Synthesis and characterization of glycol-modified vanadium(V) oxoisopropoxide and their oximato derivatives: sol-gel transformations of [VO(OPr (i) )(3)], [VO{OCH2CH2OCH2CH2O}{OPr (i) }] and [VO{OCH2CH2OCH2CH2O}{ON=C(CH3)(C4H3S-2)}] to vanadia

Reaction of [VO(OPr (i) )(3)] (1) with [O(CH2CH2OH)(2)] in 1:1 molar ratio in anhydrous benzene yield glycol-modified precursor, [VO{OCH2CH2OCH2CH2O}{OPr (i) }] (2). Further reactions of (2) with internally functionalized oximes in anhydrous benzene yield heteroleptic complexes of the type [VO{OCH2CH2OCH2CH2O}{ON=C(R)(Ar)}] (3-8) {where R=CH3, Ar=C4H3O-2 (3), C4H3S-2 (4), C5H4N-2 (5); and when R=H, Ar=C4H3O-2 (6), C4H3S-2 (7), C5H4N-2 (8)}. All these derivatives have been characterized by elemental analyses, molecular weight measurements and spectroscopic techniques. The crysoscopic molecular weight measurement as well as FAB mass study suggests dimeric nature of (2).
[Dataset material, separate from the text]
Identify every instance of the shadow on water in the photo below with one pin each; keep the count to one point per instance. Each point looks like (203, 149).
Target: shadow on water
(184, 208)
However, FAB mass spectrum of (4), and the crysoscopic molecular weight measurements of (3), (4), (5) and (6) indicate the monomeric behavior of the oximato derivatives (3-8). Hexa-coordination around vanadium(V) has been proposed for both monomeric and dimeric derivatives. Sol-gel transformations of (1), (2) or (4) to vanadia [(a), (b) or (c), respectively] have been carried out at low sintering temperature (600 A degrees C). The XRD patterns of (a), (b) or (c) indicate formation of a single orthorhombic phase in all the three cases. The SEM images suggest grain like [for (a) and (b)] and rod like [for (c)] morphology of the crystallites. IR, Raman spectra as well as EDX analyses indicate formation of pure vanadia. Absorption spectra of the vanadia (b) and (c) suggest energy band gaps of 2.53 and 2.65 eV, respectively.